In what is thought to be an unprecedented ruling, a Superior Court judge in Fulton County, Ga., halted the construction of a coal-fired power plant, saying that the plant must limit its emissions of carbon dioxide.
Citing an April 2007 US Supreme Court ruling that recognizes carbon dioxide – the primary gas responsible for global warming – as a pollutant under the federal Clean Air Act, Judge Thelma Wyatt Cummings Moore overturned a lower court's decision to issue an air-pollution permit to Dynegy's Longleaf power plant near Columbus, Ga. Her decision is believed to be the first one that links global warming to an air-pollution permit.
The coal-fired power plant – the first proposed in Georgia in 20 years – cannot begin construction until it can obtain a valid permit that complies with the court's ruling.
The 19-page ruling [PDF via GreenLaw] says that "[t]here is no dispute that the proposed power plant would be a 'major emitting facility' as defined by the [Clean Air] Act," requiring that the plant must incorporate the "best available control technology" to limit carbon dioxide emissions.
GreenLaw says that the proposed plant would emit 9 million tons of CO2 each year – the equivalent of 1.3 million cars. The firm also notes that a typical coal-fired plant emits 3.7 million tons annually, according to the Union of Concerned Scientists.
The Atlanta-Journal Constitution quotes opponents of the plant who hail the groundbreaking decision:
"We think this is the beginning of the end of conventional coal-fired power plants, because of the enormity of their emissions," said Bruce Nilles, director of the Sierra Club's national campaign against coal.

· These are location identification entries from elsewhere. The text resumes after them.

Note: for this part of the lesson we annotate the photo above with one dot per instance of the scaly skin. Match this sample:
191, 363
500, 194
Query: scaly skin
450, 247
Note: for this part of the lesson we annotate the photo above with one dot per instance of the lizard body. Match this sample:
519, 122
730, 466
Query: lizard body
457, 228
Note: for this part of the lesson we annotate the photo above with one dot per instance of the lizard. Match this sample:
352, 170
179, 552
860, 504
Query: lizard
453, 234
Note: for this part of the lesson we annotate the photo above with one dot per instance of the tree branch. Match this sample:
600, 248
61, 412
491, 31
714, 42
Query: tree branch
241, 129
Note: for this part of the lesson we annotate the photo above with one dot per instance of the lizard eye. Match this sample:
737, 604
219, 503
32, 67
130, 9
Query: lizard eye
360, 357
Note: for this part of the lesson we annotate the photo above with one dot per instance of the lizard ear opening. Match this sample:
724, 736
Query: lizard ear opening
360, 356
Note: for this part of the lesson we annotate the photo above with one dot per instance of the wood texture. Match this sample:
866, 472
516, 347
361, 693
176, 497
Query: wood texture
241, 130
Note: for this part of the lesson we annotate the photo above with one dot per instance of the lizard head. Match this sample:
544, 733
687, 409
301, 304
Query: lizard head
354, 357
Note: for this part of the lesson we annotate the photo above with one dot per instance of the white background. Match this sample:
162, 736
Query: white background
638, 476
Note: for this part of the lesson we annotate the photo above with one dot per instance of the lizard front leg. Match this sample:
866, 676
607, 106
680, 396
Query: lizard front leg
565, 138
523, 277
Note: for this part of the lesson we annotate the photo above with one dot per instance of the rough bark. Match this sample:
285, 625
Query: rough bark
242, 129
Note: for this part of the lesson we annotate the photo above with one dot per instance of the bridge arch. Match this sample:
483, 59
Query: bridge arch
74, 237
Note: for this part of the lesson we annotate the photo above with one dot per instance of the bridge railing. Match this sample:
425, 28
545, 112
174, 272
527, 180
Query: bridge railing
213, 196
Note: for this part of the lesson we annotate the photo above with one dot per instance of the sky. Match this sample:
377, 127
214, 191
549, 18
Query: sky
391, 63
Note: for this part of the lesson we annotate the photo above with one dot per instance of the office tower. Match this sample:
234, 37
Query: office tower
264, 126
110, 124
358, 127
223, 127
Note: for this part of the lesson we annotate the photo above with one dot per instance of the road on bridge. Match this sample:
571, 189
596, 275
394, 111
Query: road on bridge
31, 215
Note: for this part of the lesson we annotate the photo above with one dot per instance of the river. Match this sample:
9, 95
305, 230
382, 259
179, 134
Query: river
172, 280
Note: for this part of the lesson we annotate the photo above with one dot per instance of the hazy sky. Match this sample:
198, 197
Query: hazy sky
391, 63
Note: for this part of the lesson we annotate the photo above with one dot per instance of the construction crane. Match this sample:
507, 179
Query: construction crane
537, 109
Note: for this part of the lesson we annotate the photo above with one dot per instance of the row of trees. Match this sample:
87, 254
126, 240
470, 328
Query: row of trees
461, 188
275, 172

Of the 80 coal plants in the permitting process nationwide, about 30 are in active litigation, Nilles said. The Sierra Club is fighting coal plants across the country and was one of the petitioners in the Georgia case.
"Our state can find other ways to produce cleaner, more economically beneficial energy," said Patty Durand, director of the Georgia Chapter of the Sierra Club. "Other states are doing it. Why can't we?"
Robert Wyman, a partner in the Los Angeles office of Latham & Watkins, the law firm, who has represented power producers in previous cases, said of the decision: “I would be surprised if it had much of an impact. I’m not sure other jurisdictions will pick up that opinion.” He said that, despite the Supreme Court finding, federal regulators had not issued the finding required before a pollutant can be regulated.
Vickie Patton, the deputy general counsel at the Environmental Defense Fund, however, argued that the judge’s reasoning might prove persuasive to other courts facing similar issues.
The Knight Science Journalism Tracker – an insider blog for science writers – is skeptical that the ruling will stick:
Big coal has BIG money, as do the utilities that burn its product, and as does industry and, most important, as does the general public. None are at all resigned to blackouts and rolling brownouts and soaring electricity bills while coal capture and sequestration technologies remain good ideas with absolutely no full-scale prototype operations, anywhere.